Tyrone Young

No. 89
- Position: Wide receiver

Personal information
- Born: April 29, 1960 Ocala, Florida, U.S.
- Died: October 15, 2015 (aged 55) San Diego, California, U.S.
- Listed height: 6 ft 6 in (1.98 m)
- Listed weight: 190 lb (86 kg)

Career information
- High school: Ocala (FL) Forest
- College: Florida
- NFL draft: 1983 (undrafted)

Career history
- New Orleans Saints (1983–1984);

Career NFL statistics
- Receptions: 36
- Receiving yards: 682
- Touchdowns: 6
- Stats at Pro Football Reference

= Tyrone Young =

American football player (1960–2015)

Tyrone Donnive Young (April 29, 1960 – October 15, 2015) was an American college and professional football player who was a wide receiver in the National Football League (NFL) for two seasons during the 1980s. Young played college football for the University of Florida, and thereafter, he played professionally for the NFL's New Orleans Saints.

== Early life ==

Young was born in Ocala, Florida in 1960. He attended Forest High School in Ocala, and he was the quarterback for the Forest Wildcats high school football team. Young led the Wildcats to back-to-back Florida state football championships in 1975 and 1976.

== College career ==

Young accepted an athletic scholarship to attend the University of Florida in Gainesville, Florida, where he played for coach Doug Dickey and coach Charley Pell's Florida Gators football teams from 1978 to 1982. The Gators coaching staff decided to red-shirt him as a true freshman in 1978, but he subsequently worked his way up the depth chart to briefly become the Gators' starting quarterback. He subsequently changed positions to wide receiver and was paired with another converted quarterback, Cris Collinsworth, as the Gators' star flankers. During Young's sophomore season in 1980, he was a member of the Gators team that posted the biggest one-year turnaround in the history of NCAA Division I football—from 0–10–1 in 1979 to an 8–4 bowl team in 1980. Memorably, Young caught ten passes for 183 yards against the Georgia Bulldogs in 1980, which remains the eighth best single-game performance by a Gators wide receiver He also caught a fifty-one-yard touchdown reception against the Florida State Seminoles in 1981.

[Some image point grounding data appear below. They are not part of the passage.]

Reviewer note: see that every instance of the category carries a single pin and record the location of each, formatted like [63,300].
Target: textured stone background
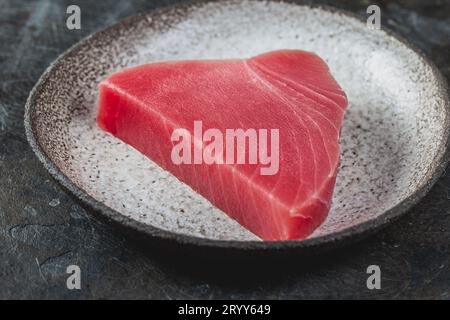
[43,229]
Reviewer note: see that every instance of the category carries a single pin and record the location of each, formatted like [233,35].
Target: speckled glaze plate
[394,140]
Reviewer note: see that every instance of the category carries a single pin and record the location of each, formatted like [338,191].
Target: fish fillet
[288,90]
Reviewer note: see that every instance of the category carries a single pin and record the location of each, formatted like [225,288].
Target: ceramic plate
[394,138]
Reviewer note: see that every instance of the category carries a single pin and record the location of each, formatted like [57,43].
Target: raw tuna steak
[289,92]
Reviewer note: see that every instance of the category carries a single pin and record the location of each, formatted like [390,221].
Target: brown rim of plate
[357,231]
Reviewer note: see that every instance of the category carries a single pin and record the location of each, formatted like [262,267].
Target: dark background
[43,230]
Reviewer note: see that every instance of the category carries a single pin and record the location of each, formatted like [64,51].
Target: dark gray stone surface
[43,229]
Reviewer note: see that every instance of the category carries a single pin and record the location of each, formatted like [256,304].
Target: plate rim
[440,161]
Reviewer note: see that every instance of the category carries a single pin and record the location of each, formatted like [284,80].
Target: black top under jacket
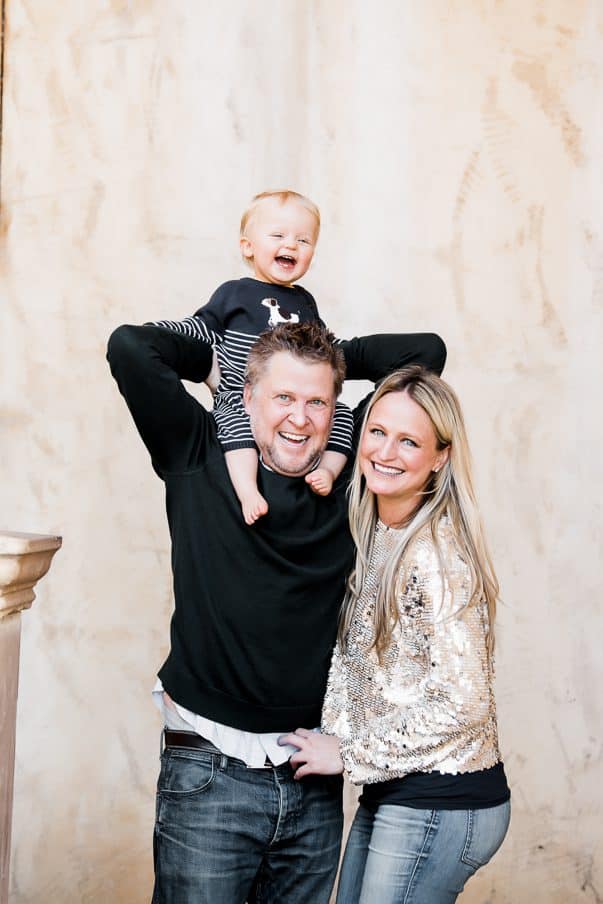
[256,607]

Young graduated from the University of Florida with a bachelor's degree in 1988.

== Professional career ==

The New Orleans Saints signed Young as an undrafted free agent in 1983, and he played for the Saints in and . He saw limited action in his rookie season, but had almost 600 yards receiving as a second-year pro. In his two NFL seasons, Young played in thirty-two games and had thirty-six receptions for 682 yards and six touchdowns.

== Death ==

Young died on October 15, 2015, in San Diego, California from multiple myeloma, which was first diagnosed in 2004. He was 55 years old.